Zum dritten Mal stand der flachere 5,8-Kilometer-Lauf auf dem Plan. Der Kirchdorfer Schüler Bjarne Bernstein entthronte in 25:33 Minuten Vorjahressieger Lukas Schendel (Barsinghausen). Der kam nach 26:14 Minuten zeitgleich mit Till Kessler (Basche United) im Ziel an. In der Frauen-Wertung siegte Schülerin Vianne Kranich (SG Bredenbeck/29:18) vor Bjarnes Mutter Janna Bernstein (TSV Kirchdorf/29:54) sowie Vorjahressiegerin Julia Möller (Victoria Linden/31:16).
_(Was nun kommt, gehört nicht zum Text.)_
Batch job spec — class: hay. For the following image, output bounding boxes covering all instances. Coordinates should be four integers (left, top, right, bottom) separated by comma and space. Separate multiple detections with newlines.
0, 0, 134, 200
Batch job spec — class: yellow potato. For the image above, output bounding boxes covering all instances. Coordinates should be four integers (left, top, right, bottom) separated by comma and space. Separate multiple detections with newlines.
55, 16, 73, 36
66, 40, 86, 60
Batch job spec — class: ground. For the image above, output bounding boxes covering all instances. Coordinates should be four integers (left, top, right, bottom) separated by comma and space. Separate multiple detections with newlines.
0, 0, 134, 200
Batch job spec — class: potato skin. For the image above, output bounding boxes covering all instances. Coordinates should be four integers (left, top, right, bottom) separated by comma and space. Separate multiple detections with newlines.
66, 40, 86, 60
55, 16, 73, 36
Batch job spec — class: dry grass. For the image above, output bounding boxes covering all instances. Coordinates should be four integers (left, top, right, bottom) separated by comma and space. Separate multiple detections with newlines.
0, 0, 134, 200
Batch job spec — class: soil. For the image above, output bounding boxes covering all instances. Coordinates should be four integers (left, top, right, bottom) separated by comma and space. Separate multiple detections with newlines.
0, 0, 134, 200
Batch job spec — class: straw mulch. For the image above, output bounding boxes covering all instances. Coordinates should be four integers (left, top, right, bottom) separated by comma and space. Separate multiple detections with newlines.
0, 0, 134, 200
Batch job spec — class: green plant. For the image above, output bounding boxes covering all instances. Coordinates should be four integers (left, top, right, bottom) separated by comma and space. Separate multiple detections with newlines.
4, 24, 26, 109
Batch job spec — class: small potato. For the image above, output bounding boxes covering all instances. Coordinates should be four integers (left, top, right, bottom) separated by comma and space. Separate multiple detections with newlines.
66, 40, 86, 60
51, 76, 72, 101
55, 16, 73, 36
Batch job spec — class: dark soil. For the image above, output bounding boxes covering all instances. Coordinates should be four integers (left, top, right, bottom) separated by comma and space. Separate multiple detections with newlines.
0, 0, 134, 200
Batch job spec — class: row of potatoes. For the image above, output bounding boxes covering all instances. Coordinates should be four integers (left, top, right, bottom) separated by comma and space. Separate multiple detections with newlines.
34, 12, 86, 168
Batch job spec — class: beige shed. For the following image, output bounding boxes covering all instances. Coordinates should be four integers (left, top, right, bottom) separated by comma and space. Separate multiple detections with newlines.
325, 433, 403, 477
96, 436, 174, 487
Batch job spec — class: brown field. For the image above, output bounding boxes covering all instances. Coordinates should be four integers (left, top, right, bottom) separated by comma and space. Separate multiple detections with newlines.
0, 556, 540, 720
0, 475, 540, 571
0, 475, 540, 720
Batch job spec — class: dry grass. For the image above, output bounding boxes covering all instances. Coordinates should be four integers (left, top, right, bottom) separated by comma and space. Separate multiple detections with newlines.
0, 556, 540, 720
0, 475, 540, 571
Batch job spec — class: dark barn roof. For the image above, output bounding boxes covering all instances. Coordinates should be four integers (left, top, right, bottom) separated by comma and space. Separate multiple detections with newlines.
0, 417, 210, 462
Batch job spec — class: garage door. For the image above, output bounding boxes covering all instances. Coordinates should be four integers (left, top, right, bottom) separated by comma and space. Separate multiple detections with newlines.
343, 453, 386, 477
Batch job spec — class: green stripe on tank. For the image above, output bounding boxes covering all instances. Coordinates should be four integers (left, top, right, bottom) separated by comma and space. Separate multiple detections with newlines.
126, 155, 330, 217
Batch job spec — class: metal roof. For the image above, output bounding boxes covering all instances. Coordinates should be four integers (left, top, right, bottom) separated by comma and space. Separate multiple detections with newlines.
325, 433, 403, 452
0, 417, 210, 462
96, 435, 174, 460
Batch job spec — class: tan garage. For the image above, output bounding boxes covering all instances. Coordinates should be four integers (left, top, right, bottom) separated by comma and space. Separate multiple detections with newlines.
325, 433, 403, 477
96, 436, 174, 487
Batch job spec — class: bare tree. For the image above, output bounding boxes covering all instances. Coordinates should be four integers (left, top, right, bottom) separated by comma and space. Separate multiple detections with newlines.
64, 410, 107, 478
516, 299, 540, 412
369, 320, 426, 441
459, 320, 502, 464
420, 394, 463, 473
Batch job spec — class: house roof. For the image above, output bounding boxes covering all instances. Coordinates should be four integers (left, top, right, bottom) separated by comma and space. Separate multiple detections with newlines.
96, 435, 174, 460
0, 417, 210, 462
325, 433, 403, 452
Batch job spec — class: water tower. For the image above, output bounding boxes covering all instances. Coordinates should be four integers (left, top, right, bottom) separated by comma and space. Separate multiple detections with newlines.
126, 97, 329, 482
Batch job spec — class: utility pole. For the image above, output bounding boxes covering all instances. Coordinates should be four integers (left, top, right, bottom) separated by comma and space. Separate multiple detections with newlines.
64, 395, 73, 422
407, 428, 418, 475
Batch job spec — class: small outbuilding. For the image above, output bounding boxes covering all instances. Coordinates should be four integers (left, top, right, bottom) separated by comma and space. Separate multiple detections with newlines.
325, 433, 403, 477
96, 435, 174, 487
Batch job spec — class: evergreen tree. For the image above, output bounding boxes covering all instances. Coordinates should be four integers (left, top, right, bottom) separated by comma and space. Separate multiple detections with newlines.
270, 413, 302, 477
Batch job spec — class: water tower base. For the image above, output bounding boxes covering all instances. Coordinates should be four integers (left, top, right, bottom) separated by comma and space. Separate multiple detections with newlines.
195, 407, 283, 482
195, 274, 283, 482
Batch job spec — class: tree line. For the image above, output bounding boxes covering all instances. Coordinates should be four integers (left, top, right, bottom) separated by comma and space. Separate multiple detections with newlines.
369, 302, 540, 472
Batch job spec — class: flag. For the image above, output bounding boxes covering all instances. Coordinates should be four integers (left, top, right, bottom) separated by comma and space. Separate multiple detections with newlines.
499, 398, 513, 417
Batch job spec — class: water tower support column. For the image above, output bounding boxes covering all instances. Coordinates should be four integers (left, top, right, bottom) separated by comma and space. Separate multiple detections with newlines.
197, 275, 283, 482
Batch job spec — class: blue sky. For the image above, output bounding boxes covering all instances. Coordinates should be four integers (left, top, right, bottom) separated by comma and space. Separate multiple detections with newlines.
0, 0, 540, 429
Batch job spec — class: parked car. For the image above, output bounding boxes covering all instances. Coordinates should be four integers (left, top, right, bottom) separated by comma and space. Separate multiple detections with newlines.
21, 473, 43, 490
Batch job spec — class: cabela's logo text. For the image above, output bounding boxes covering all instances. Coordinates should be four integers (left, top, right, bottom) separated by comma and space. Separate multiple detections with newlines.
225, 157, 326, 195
Für den spannendsten Zielspurt sorgten allerdings die Renner der Schüler-Kategorie. Vincent Fürst (Basche United) und Lisa Hoffmann (TSV Kirchdorf) schenkten sich auf den letzten Metern des 2,4-Kilometer-Rennens nichts. Vincent behielt knapp die Oberhand und gewann nach 11:13 Minuten. Doch die Schmach, hinter dem ersten Mädchen zu liegen, blieb ihm nur knapp erspart, denn Lisa lag nur eine Sekunde zurück – Sieger wurden aber beide. Vivien Teuscher (SG Bredenbeck/14:01) und Lenna Tesmer (TSV Barsinghausen/17:45) sowie Roque Führing (Detmold/11:24) und Paul Schmidt (Basche United/12:00) landeten auf den Plätzen.